Be sure to use two bamboo basketry before shark fin stew. In doing so, one is to avoid shark fin being smashed, and the other is to avoid shark fin deformation and decay.
4, simmer, simmer pot method should be adopted, can't open the pot. If the fire is big and the water boils, it is possible to boil the surface of shark fin and the surface of shark fin will rot. In addition, shark fins should be separated according to their size and tenderness before making, so that they can be made separately, otherwise the small and tender shark fins will be rotten and the old and strong ones will not be done thoroughly.
5. you can't use iron pots and copper pots to simmer shark fins. As sulfur protein is contained in shark fin, it will react with iron and copper to generate iron sulfide, which will cause black and yellow spots on the surface of shark fin and affect the quality of finished products. When making shark's fin, it is recommended to stew it with porcelain pots, stainless steel and other utensils.

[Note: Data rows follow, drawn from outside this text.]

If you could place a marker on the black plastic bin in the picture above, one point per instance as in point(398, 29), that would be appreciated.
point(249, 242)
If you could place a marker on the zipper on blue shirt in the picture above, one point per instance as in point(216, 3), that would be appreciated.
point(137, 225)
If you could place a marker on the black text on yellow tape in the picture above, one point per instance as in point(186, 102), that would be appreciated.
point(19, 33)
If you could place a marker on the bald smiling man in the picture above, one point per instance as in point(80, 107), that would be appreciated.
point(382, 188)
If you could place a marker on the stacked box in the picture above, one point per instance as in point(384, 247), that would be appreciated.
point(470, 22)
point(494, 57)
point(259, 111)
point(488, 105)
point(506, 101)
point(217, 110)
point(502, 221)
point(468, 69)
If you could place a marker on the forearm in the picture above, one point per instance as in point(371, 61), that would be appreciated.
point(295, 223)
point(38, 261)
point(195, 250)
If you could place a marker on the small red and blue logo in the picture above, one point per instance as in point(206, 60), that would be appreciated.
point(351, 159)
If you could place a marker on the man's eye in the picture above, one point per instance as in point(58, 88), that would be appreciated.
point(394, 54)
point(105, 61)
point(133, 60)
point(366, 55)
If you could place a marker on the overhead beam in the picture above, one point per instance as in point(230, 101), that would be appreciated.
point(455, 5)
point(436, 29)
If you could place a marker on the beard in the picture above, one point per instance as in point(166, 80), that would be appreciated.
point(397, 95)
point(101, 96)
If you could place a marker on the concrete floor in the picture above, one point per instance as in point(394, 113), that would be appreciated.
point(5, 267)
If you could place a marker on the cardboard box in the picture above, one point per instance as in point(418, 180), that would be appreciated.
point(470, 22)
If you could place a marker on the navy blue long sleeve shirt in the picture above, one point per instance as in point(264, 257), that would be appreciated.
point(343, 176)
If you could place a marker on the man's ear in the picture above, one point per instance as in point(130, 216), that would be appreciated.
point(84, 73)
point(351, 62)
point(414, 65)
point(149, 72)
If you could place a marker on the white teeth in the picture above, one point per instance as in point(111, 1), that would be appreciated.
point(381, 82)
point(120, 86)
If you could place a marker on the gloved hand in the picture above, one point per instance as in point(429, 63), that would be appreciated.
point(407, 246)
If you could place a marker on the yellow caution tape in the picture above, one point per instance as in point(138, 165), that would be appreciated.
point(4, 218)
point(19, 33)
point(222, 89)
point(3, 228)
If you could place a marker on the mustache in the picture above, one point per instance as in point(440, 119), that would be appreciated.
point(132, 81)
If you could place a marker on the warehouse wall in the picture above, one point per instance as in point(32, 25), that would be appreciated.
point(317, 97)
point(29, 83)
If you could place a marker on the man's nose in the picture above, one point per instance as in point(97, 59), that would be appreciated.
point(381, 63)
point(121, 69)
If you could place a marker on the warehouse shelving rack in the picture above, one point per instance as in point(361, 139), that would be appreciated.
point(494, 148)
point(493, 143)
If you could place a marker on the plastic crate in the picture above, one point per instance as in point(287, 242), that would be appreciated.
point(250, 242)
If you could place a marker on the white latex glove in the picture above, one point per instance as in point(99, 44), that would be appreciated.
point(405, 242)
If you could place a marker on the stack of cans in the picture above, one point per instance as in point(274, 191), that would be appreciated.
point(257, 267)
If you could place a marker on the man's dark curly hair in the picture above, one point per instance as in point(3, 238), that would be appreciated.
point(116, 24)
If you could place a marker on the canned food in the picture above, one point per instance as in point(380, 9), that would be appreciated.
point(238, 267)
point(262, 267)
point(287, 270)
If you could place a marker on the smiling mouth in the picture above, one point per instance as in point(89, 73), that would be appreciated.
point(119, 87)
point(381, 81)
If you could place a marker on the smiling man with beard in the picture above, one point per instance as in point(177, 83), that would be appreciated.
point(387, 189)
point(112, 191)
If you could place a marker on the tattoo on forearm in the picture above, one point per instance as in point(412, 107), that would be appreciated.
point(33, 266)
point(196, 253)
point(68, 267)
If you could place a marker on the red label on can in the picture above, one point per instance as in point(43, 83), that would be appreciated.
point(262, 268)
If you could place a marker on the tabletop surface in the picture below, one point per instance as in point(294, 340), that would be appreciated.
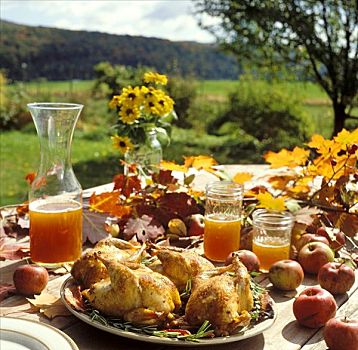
point(285, 333)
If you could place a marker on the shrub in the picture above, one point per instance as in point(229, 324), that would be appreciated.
point(261, 119)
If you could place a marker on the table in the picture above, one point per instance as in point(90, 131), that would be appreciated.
point(284, 334)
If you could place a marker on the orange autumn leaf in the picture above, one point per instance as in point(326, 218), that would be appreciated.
point(241, 178)
point(167, 165)
point(285, 158)
point(200, 162)
point(347, 138)
point(267, 201)
point(108, 202)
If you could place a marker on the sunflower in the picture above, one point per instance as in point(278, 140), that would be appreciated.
point(122, 143)
point(129, 113)
point(155, 78)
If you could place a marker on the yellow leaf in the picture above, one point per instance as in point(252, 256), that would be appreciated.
point(347, 138)
point(200, 162)
point(241, 178)
point(267, 201)
point(286, 158)
point(167, 165)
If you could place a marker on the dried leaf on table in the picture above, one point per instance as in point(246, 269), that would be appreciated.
point(109, 202)
point(145, 228)
point(6, 289)
point(93, 226)
point(127, 185)
point(267, 201)
point(49, 305)
point(12, 250)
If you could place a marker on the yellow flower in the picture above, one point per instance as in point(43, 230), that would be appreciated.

6. When the shark fin is simmered, or after the shark fin is made, you can't touch oil, alkali, salt and other substances, otherwise it will cause the shark fin skin to melt and affect the quality of dishes.
7. After the shark's fin is simmered, after removing the meat and bone residue, gently pick it with a bamboo stick and try to keep the shape of the shark's fin unchanged, so as not to affect the beauty of the dish.
8. After removing bone residue and sand from shark fin, it should be washed repeatedly and continuously with clear water. One is to wash off bone residue and sand, and the other is to wash off fishy smell.